Majority of Indians are racists.
That sounds harsh, doesn’t it? But that’s the truth. And that explains our obsession for everything which is fair skinned or white.
The fact that we are the biggest market in the world for fairness creams, points to this very truth. Fairness and being unfair to all those who do not look “Indian” like those from North East; can we ever hold up our head and say that we are free from biases?
And in this context, we saw a very thought provoking campaign undertaken by ad filmmaker Bharadwaj Sundar. He has teamed up with photographer Naresh Nil and the two have come up with "Dark is Divine" - a project that portrays gods and goddesses with a darker skin colour.

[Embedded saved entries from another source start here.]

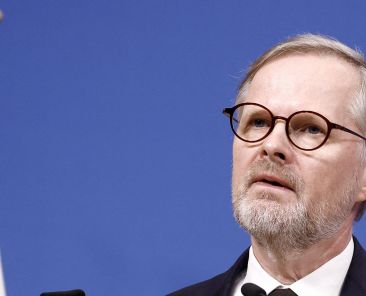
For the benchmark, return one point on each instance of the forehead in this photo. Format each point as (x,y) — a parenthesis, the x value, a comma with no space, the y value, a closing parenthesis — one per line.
(321,83)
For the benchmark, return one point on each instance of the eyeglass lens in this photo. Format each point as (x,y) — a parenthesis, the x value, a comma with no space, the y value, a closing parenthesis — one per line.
(253,123)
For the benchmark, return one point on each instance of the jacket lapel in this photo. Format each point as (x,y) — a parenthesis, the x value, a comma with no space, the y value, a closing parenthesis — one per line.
(355,281)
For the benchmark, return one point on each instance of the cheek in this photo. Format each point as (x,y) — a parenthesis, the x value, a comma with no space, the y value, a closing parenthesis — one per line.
(241,160)
(328,175)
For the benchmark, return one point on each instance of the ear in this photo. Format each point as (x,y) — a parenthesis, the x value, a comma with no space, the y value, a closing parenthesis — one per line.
(362,193)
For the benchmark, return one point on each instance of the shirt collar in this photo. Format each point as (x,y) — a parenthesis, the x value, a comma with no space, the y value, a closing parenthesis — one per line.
(327,280)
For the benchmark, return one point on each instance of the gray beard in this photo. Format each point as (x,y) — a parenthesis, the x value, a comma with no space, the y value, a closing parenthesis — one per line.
(292,227)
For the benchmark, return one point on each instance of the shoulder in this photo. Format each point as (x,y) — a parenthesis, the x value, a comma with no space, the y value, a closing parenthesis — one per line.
(355,283)
(212,286)
(218,285)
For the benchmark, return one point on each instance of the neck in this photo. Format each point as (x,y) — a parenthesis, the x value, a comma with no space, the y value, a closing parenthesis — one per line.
(297,264)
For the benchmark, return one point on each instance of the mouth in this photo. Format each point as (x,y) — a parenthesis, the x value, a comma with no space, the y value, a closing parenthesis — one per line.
(272,182)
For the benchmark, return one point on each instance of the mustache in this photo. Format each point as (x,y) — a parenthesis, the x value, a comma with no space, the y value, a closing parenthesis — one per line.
(266,166)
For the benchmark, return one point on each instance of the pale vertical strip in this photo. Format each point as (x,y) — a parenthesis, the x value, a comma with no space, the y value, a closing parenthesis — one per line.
(2,283)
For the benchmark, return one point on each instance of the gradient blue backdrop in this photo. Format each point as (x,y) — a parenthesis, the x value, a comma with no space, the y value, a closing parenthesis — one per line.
(115,157)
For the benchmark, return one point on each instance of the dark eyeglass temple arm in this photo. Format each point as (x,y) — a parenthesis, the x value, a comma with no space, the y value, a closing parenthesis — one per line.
(337,126)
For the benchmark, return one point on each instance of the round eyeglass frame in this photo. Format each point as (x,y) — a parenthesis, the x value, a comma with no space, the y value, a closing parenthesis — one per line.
(330,125)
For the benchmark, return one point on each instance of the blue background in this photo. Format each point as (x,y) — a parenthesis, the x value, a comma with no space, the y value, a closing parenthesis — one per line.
(115,157)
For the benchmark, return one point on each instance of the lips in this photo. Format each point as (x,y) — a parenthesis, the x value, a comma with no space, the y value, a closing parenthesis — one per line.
(271,180)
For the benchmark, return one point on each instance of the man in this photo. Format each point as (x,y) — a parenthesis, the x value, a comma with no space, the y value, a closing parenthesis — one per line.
(299,172)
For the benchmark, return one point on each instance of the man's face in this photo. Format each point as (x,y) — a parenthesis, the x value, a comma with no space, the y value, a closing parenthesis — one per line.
(282,193)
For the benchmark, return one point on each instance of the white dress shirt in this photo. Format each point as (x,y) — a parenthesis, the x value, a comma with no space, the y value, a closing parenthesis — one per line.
(327,280)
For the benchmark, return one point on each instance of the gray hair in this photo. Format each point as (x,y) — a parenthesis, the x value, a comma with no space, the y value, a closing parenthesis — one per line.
(322,45)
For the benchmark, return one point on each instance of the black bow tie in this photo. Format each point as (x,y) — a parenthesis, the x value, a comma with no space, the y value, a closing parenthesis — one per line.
(250,289)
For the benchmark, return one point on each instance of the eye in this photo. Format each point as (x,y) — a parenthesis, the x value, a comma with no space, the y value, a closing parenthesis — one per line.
(312,130)
(259,122)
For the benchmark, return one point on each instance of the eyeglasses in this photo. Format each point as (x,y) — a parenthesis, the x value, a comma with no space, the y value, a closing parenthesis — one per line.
(307,130)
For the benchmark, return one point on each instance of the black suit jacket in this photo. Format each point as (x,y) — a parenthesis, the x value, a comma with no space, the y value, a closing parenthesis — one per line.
(221,285)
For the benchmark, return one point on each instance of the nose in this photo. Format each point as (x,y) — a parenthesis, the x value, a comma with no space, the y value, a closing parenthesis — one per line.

Seriously, think about it. Every picture of God and Goddess that adorns our Pooja place is that of a fair skin. How disconcerting this would be for someone who is dark skinned or dusky? So right from there, the starting point of humanity, we have established that all that is superior is fair skinned?
Think about it. Krishna, who is described as a dark-skinned god in the scriptures, is often shown as fair. And so is the elephant-headed Ganesha, even though there are no white elephants in India. Only Goddess Kali is shown as dark-skinned.
In today’s time, where respect for women is diminishing as gender equality rises, it is important to understand that appearance does plays a major role in how we perceive people, especially women. And the Dark is Divine project is challenging the belief that fair skin is superior.
Yes, the ultimate victory for such a project would be if someone printed one of the photos and perhaps added it to their place of worship in their home and prayed to that God. Likely?